Камаль, выгрузив чемодан и откланявшись, уехал, а Кристина, у которой были ключи, вызвалась проводить его прямо в квартиру. Замок заело, так что она, неловко повернув ключ и, кажется, попортив ухоженный ноготь на безымянном, выругалась сквозь зубы шепотом, что Васильеву понравилось. Квартира встретила их запахом пыли и неуюта: здесь большая фирма селила командировочных (позже, затеяв от скуки на выходных генеральную уборку, Васильев выгребет из-под софы кое-какие следы жизнедеятельности предыдущего постояльца, заставившие его вяло задуматься о многообразии человеческих типов). Распахнув окна, выходившие на заросший платанами и акацией дворик с красующимися посередине восемью разноцветными мусорными баками, каждый из которых принимал лишь один, строго определенный вид отходов, брезгуя остальными, он обернулся к застывшей в ожидании Кристине и, помешкав секунду, пригласил ее выпить. Она, как показалось, только этого и ждала, отказавшись с особенным надменным торжеством и немедленно его покинув.

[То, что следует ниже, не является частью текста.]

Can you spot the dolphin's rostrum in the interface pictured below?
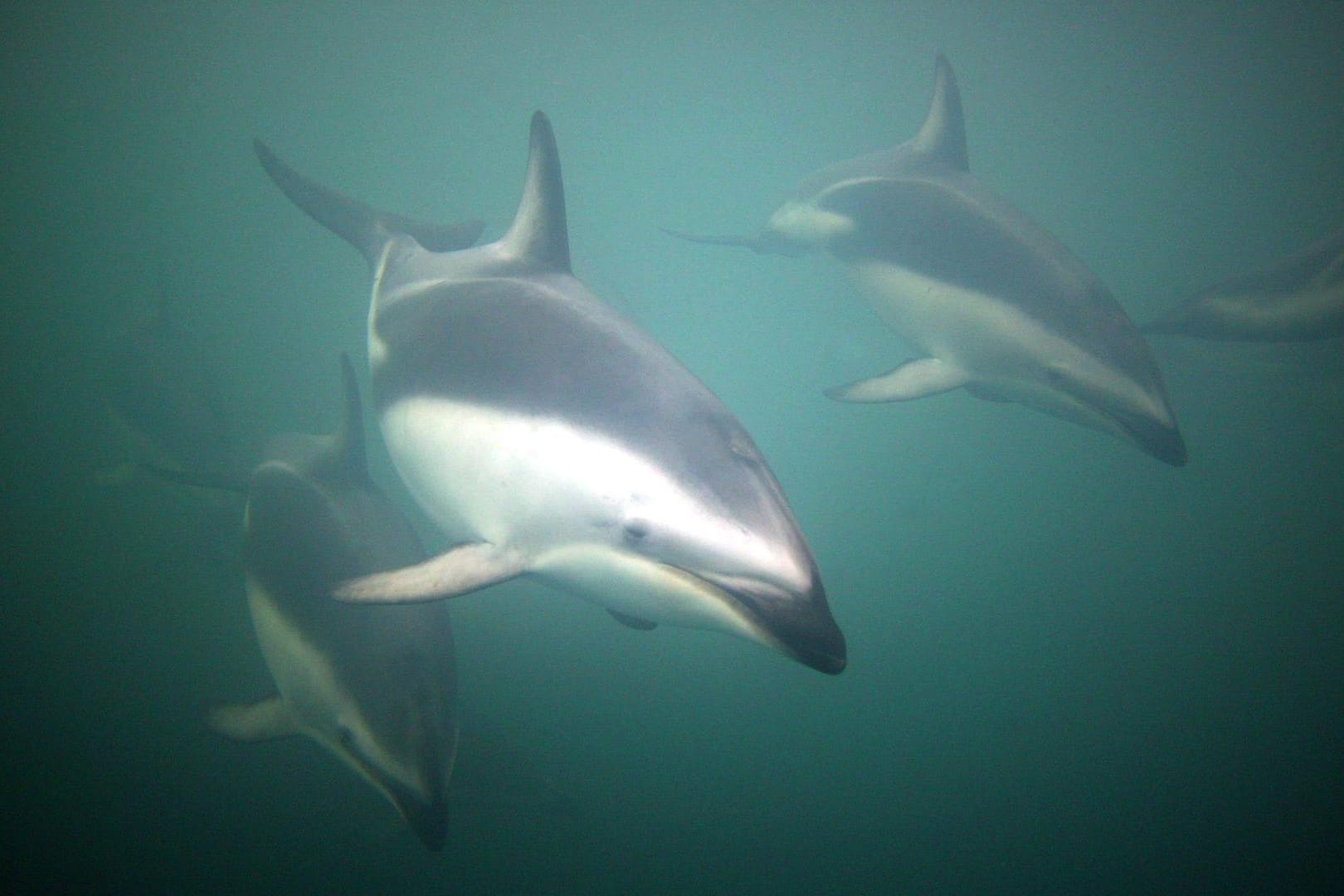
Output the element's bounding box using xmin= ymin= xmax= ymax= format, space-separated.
xmin=670 ymin=55 xmax=1186 ymax=465
xmin=258 ymin=113 xmax=845 ymax=673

Забавно, с какой полнотой все коллективные и его собственные иллюзии относительно французской командировки оказались абсолютной фикцией. Ранним утром, позавтракав у себя на кухне (после пары неловких попыток, подражая местным, засесть в кафе с круассаном и капучино, Васильев вернулся к домашним привычкам), он, как выражалась Кристина, «брал автобус» и ехал тридцать — пятьдесят минут до россыпи разноцветных параллелепипедов, два из которых занимала фирма. Там он сидел то в залитых солнцем, то в крепко зашторенных (чтобы не мешать лучу волшебного фонаря) аудиториях, слушая объяснения лекторов, излагающих премудрости обслуживания хитрой машины. Вероятно, чтобы избежать возможных судебных исков со стороны недообученных техников и их работодателей, программа начиналась с совершенных азов и старалась предусмотреть все возможные ситуации, в которые мог бы завести механика-неумеху пытливый ум: так, прибор настрого возбранялось использовать при пожаре, потопе, выключенном электричестве, землетрясении, цунами и при близко идущих боевых действиях. Выслушав это, Васильев с улыбкой обернулся на своих соучеников, но ответного веселья не встретил, а, подумав секунду, перестал ухмыляться и сам: вокруг него сидели, ловя каждое слово лектора, коллеги из Алжира, Эфиопии, Сербии, Израиля, Армении, Вьетнама, Боливии — для них ни война, ни стихийные бедствия не были пустым звуком.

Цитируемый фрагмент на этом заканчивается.